Capture exact environment in both CI and locally:

# Add to conftest.py
import os, sys, platform, tempfile

def pytest_configure(config):
    print(f"Python: {sys.version}")
    print(f"Platform: {platform.platform()}")
    print(f"CPU count: {os.cpu_count()}")
    print(f"TZ: {os.environ.get('TZ', 'not set')}")
    print(f"Temp dir: {tempfile.gettempdir()}")
    print(f"Parallel: {os.environ.get('PYTEST_XDIST_WORKER', 'not parallel')}")

Run in both environments, compare all outputs.

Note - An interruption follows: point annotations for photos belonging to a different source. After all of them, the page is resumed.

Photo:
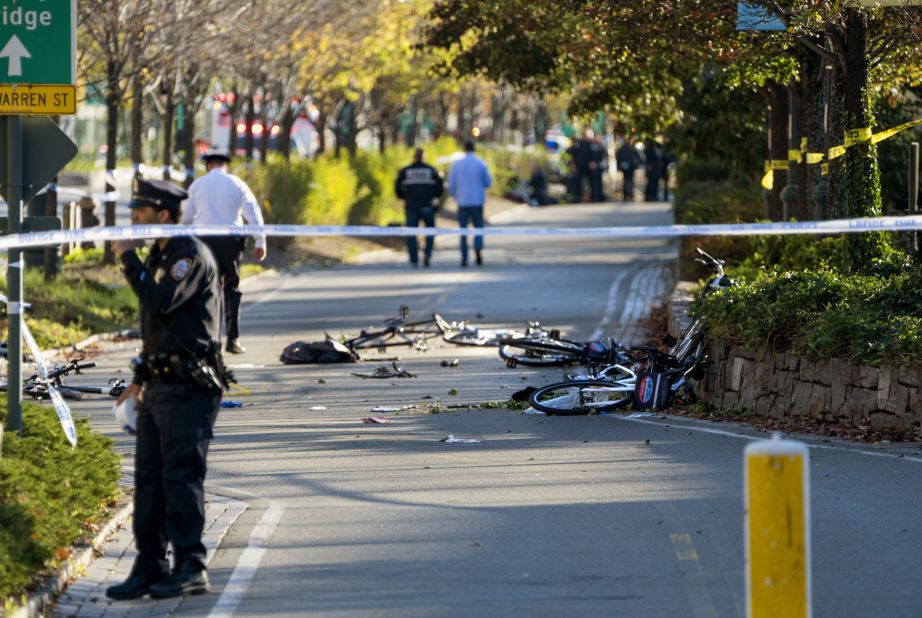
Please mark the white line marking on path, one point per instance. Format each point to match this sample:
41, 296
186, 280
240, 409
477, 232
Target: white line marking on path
731, 434
610, 306
248, 564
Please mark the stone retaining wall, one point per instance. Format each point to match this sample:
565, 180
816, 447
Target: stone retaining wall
783, 385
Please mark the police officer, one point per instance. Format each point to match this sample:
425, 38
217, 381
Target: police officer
178, 387
220, 198
420, 186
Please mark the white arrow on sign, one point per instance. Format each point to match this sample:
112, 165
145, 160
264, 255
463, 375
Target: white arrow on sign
15, 51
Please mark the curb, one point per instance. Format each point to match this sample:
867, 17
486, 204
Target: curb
37, 602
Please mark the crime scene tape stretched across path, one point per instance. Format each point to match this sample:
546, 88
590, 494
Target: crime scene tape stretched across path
837, 226
60, 407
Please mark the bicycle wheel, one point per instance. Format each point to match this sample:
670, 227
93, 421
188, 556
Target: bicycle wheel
479, 336
540, 352
582, 397
688, 348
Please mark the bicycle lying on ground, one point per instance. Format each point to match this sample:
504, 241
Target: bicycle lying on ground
36, 385
650, 380
463, 333
395, 332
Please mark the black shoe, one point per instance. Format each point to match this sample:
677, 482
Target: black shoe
180, 583
135, 587
235, 347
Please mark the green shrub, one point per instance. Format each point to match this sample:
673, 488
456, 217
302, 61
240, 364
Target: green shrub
705, 201
50, 493
822, 313
334, 191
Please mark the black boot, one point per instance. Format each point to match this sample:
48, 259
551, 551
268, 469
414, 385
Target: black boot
184, 580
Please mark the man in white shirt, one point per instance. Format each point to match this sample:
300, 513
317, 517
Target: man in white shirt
220, 198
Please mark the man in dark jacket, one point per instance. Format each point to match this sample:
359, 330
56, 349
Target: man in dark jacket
178, 381
628, 160
420, 186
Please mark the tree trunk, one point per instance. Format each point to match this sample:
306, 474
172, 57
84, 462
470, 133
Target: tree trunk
249, 116
862, 176
352, 123
283, 141
321, 128
412, 126
113, 98
540, 127
778, 145
169, 112
137, 124
187, 145
233, 110
836, 177
267, 132
813, 184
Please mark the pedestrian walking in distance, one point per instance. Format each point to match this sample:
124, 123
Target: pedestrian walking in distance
220, 198
468, 180
420, 186
177, 385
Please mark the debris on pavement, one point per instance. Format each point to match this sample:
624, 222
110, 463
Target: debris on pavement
523, 394
386, 372
451, 439
327, 351
380, 409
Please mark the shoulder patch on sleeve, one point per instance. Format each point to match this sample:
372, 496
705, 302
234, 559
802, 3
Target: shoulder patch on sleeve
180, 269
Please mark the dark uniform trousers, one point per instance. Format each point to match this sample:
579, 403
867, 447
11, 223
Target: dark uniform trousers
228, 253
175, 423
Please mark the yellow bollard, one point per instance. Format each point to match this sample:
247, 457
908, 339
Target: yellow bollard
777, 490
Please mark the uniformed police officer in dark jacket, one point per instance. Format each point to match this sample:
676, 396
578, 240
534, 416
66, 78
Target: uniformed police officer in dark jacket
420, 186
178, 383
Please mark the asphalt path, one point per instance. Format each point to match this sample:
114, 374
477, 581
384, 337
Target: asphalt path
544, 516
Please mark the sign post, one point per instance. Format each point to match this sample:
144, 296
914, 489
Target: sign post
38, 43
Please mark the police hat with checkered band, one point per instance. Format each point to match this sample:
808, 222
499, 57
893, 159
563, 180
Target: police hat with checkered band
160, 194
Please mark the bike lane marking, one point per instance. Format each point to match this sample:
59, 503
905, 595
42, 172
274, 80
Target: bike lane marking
732, 434
247, 564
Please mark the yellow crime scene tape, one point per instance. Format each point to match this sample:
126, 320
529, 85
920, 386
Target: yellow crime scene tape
852, 138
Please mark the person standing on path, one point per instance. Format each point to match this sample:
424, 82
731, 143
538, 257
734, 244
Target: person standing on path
628, 160
420, 186
468, 180
220, 198
177, 385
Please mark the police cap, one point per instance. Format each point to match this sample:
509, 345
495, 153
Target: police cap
216, 154
160, 194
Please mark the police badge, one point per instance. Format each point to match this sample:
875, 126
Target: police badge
180, 269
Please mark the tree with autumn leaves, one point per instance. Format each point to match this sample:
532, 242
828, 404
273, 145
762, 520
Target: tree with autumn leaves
635, 60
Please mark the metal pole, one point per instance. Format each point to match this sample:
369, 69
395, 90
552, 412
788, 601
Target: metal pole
913, 206
14, 273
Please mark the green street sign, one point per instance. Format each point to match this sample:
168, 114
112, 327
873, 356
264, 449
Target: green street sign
38, 42
45, 150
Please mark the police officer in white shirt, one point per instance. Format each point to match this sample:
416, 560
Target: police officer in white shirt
220, 198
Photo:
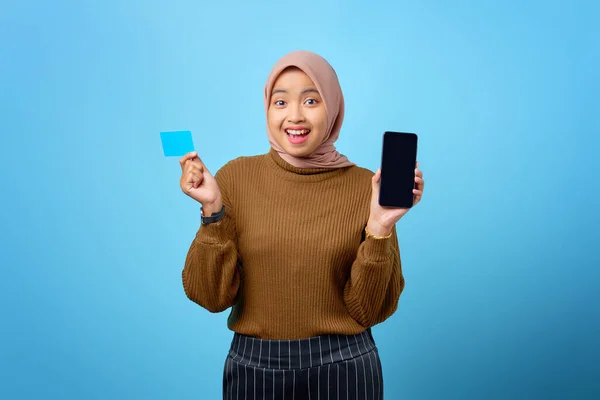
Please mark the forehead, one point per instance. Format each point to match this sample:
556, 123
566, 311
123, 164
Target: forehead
293, 77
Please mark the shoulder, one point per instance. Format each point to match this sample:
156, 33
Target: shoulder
360, 174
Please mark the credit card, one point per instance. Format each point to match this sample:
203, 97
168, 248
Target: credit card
176, 143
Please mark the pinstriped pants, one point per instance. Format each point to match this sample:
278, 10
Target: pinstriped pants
334, 367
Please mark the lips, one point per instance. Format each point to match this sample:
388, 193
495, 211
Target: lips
297, 134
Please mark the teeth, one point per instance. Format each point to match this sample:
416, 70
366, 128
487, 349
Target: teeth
296, 132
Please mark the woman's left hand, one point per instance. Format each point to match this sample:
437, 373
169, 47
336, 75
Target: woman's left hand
382, 219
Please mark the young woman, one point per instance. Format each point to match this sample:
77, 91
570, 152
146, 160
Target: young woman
295, 242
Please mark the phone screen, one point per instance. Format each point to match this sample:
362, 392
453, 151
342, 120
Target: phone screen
398, 163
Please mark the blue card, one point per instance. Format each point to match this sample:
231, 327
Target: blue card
176, 143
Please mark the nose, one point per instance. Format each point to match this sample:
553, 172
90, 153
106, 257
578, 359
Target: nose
295, 114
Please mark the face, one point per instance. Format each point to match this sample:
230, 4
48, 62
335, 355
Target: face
296, 116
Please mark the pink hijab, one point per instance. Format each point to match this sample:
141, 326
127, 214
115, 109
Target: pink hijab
324, 76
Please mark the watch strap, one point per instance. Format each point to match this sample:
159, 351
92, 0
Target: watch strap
215, 217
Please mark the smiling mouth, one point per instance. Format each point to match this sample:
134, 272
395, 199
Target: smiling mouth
297, 132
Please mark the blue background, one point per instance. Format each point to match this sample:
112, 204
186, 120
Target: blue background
501, 257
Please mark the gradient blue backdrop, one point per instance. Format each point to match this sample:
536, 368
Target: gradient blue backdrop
501, 257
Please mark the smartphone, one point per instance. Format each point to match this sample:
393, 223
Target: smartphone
398, 163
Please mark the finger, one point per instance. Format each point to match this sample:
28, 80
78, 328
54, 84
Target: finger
186, 158
194, 166
420, 183
195, 180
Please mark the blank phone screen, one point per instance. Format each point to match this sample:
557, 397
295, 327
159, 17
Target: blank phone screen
398, 163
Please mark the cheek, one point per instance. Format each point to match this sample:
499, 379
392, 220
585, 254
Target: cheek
274, 118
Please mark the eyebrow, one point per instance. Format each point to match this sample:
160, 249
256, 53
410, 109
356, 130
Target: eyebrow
308, 90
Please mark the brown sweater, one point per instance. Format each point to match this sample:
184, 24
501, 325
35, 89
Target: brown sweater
290, 255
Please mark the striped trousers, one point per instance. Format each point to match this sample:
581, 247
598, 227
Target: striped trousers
334, 367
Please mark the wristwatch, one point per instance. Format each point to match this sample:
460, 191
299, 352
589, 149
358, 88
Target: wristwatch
215, 217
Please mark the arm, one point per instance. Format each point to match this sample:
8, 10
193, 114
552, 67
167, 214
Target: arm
375, 283
211, 274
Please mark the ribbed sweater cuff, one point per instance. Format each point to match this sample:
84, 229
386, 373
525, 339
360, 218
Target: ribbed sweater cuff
377, 250
215, 233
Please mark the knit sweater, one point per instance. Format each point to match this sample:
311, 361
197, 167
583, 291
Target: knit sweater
290, 255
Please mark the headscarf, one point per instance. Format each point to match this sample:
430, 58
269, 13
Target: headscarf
326, 80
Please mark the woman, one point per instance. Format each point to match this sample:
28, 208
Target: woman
296, 243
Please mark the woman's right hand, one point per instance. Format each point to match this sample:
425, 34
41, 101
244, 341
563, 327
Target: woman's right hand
198, 183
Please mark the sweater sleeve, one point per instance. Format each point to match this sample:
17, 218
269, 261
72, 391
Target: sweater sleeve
375, 283
212, 272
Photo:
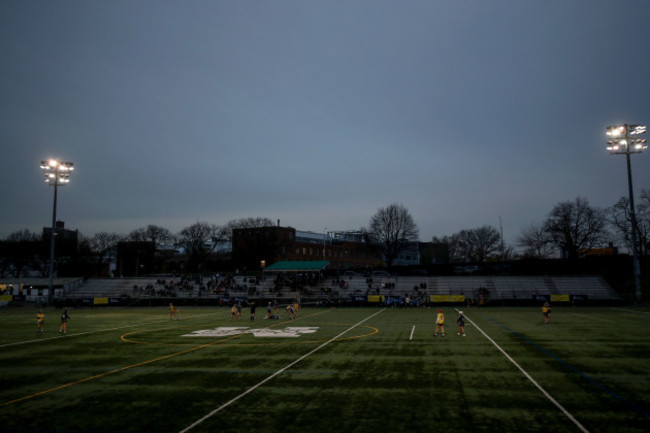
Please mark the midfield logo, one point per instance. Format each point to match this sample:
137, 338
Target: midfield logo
227, 331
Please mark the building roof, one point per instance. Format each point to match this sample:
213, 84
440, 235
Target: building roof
294, 266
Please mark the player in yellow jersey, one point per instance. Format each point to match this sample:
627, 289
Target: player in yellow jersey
234, 312
172, 312
64, 322
546, 312
40, 321
440, 324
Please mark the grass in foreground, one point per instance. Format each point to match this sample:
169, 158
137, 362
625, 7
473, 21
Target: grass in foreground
134, 370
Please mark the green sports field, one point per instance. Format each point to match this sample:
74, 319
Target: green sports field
331, 370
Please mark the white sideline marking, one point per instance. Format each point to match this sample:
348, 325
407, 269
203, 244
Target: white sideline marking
254, 387
529, 377
627, 310
18, 343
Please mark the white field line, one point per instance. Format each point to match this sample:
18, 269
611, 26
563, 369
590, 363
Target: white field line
533, 381
18, 343
631, 311
254, 387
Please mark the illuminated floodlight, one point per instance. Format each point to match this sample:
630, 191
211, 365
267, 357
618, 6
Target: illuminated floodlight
622, 142
56, 173
625, 140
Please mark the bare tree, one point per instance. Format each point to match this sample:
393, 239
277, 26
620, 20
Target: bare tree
102, 247
225, 232
487, 241
475, 245
393, 228
535, 242
197, 242
152, 233
621, 221
575, 225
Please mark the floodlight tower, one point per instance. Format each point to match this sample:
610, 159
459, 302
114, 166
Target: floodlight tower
56, 173
626, 139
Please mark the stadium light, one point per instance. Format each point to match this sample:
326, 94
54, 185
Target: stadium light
56, 173
624, 140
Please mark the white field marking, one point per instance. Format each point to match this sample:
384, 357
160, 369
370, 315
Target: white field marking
631, 311
529, 377
18, 343
254, 387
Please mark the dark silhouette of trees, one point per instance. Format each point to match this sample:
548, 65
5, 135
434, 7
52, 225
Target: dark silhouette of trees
393, 228
619, 218
535, 242
197, 241
573, 226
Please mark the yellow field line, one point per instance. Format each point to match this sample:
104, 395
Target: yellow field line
108, 373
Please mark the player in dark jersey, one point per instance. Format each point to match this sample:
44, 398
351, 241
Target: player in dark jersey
64, 322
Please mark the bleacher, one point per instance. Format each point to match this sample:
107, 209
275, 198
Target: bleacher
499, 287
109, 287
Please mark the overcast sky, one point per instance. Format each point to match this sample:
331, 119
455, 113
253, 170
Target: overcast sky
317, 113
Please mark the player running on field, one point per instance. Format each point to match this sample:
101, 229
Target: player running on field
461, 323
64, 322
440, 324
234, 312
546, 312
292, 311
172, 312
40, 321
253, 306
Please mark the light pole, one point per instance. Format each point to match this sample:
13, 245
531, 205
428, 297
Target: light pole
626, 139
56, 173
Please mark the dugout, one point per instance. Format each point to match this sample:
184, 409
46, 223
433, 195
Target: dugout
295, 274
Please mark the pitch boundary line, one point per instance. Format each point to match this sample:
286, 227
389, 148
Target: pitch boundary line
19, 343
530, 378
254, 387
139, 364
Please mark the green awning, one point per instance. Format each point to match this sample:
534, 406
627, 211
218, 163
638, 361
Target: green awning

Step 2: Increase CI Observation Window

For low-probability failures (<5%), run more iterations:

# GitHub Actions example
- name: Run test 200x to catch 1% flake
  run: pytest --count=200 --verbose --log-cli-level=DEBUG test.py

- name: Upload failure artifacts
  if: failure()
  uses: actions/upload-artifact@v3
  with:
    name: failure-logs
    path: |
      *.log
      screenshots/

Step 3: Check CI-Specific Factors

Factor Diagnostic Fix
Parallelization Run pytest -n 4 locally Add test isolation (unique IDs, transactions)
Resource limits Compare CI RAM/CPU to local Mock expensive operations, add retries
Cold starts First run vs warm runs Check caching assumptions
Disk I/O speed CI may use slower disks Mock file operations
Network latency CI network may be slower/different Mock external calls

Step 4: Replicate CI Environment Locally

Use exact CI container:

# GitHub Actions uses Ubuntu 22.04
docker run -it ubuntu:22.04 bash

# Install dependencies
apt-get update && apt-get install python3.11

# Run test in container
pytest --count=500 test.py

Step 5: Enable CI Debug Mode

# GitHub Actions - Interactive debugging
- name: Setup tmate session (on failure)
  if: failure()
  uses: mxschmitt/action-tmate@v3

Quick CI Debugging Checklist

When test fails only in CI:

  • Capture environment fingerprint in both CI and local
  • Run test with parallelization locally (pytest -n auto)
  • Check for resource contention (CPU, memory, disk)
  • Compare timezone settings (TZ env var)
  • Upload CI artifacts (logs, screenshots) on failure
  • Replicate CI environment with Docker
  • Check for cold start issues (first vs subsequent runs)

Common Mistakes

❌ Using Retries as Permanent Solution

Fix: Retries (@pytest.mark.flaky or --reruns) are temporary mitigation during investigation, not fixes


❌ No Flakiness Tracking

Fix: Track pass rates in CI, set up alerts for tests dropping below 99%


❌ Fixing Flaky Tests by Making Them Slower

Fix: Diagnose root cause - don't just add more wait time


❌ Ignoring Flaky Tests

Fix: Quarantine workflow - either fix or delete, never ignore indefinitely

Quick Reference

Flakiness Thresholds:

  • <1% flake rate: Monitor
  • 1-5%: Quarantine + fix (medium priority)
  • 5%: Disable + fix urgently (high priority)

Root Cause Categories:

  1. Timing/race conditions → Explicit waits
  2. Test interdependence → Unique IDs, test isolation
  3. External dependencies → Mocking
  4. Time bombs → Freeze time
  5. Resource contention → Unique resources

Detection Tools:

  • pytest-repeat (statistical detection)
  • pytest-randomly (interdependence)
  • pytest-xdist (race conditions)

Quarantine Process:

  1. Detect (>1% flake rate)
  2. Quarantine (mark, exclude from CI)
  3. Track (create issue)
  4. Fix (assign owner, 2-week SLA)
  5. Validate (100/100 passes)
  6. Re-enable (monitor 1 week)

Bottom Line

Flaky tests are fixable - find the root cause, don't mask with retries.

Use detection tools to find flaky tests early. Categorize by symptom, diagnose root cause, apply pattern-based fix. Quarantine if needed, but always with SLA to fix or delete.